Software Project Management under Uncertainties

Software Project Management with Heuristics and Biases

The problem associated with all the aforementioned methodologies lies in the estimation of project input variables: task durations, start and finish times, cost, resources, etc. If input uncertainties are inaccurately estimated, it will lead to inaccurate results regardless of the methodology of project scheduling. 

Tversky and Kahneman [14] have proposed that limitations in human mental processes cause people to employ various simplifying strategies to ease the burden of mentally processing information to make judgments and decisions. During the planning stage, software project managers rely on heuristics or rules of thumb to make estimations. Under many circumstances heuristics lead to predictably faulty judgments or cognitive biases. 
Following are short descriptions of some heuristics that affect the estimation of project variables for software project management. 

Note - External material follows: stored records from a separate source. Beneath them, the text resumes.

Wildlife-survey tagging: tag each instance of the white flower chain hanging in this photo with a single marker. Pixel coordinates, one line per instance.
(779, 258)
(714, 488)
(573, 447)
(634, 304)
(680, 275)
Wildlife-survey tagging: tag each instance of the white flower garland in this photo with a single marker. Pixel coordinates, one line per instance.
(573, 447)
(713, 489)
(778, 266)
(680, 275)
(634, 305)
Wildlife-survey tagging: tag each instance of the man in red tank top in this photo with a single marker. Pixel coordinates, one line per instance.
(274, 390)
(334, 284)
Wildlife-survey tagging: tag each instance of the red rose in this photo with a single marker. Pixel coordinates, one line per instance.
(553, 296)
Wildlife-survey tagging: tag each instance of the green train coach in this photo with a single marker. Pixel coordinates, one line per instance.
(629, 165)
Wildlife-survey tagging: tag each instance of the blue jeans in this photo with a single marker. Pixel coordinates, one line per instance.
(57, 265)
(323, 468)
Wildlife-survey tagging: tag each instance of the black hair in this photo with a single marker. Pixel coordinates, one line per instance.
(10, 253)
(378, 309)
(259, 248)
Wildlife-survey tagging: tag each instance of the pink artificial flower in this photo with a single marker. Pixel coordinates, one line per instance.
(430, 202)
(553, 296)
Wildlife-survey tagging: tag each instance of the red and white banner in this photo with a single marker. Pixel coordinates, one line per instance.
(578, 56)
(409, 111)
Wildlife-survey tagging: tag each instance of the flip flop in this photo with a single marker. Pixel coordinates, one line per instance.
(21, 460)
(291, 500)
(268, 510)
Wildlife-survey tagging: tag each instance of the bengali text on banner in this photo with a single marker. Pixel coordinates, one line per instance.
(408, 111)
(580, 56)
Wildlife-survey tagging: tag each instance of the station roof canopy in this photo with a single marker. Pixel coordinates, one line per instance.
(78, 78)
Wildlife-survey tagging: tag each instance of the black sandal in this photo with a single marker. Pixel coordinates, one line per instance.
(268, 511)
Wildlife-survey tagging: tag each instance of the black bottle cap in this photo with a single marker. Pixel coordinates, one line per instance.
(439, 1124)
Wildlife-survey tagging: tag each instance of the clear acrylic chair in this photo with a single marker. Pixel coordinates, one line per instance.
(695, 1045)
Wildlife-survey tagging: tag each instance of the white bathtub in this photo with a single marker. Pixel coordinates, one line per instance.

The availability heuristic [2,13] is a rule of thumb in which decision makers assess the probability of an event by the ease with which instances or occurrences can be brought to mind. For example, project managers sometimes estimate task duration based on similar tasks that have been previously completed. If they are making their judgment based on their most or least successful tasks, it can cause inaccurate estimation. 

The anchoring heuristic [14] refers to the human tendency to remain close to the initial estimate. For example, anchoring will lead to an overestimation of the success rate of the project with multiple phases because the chance of completion of each separate phase of the project can be an anchor in estimating the success rate for the whole project [9].

Judgments concerning the probability of a scenario are influenced by amount and nature of details in the scenario in a way that is unrelated to the actual likelihood of the scenario [12]. It is called the representativeness heuristic. This heuristic can lead to the “gambler’s fallacy” or belief that a positive event is overdue because a series of negative or undesirable events have already occurred. 

Decision makers can be exposed to many cognitive and motivational factors that can lead to biases in perceptions. This effect is often referred to as selective perception. For example, estimation of a task’s cost can be influenced by the intention to fit the task into the project’s budget. As a result, some of the project parameters can be overestimated.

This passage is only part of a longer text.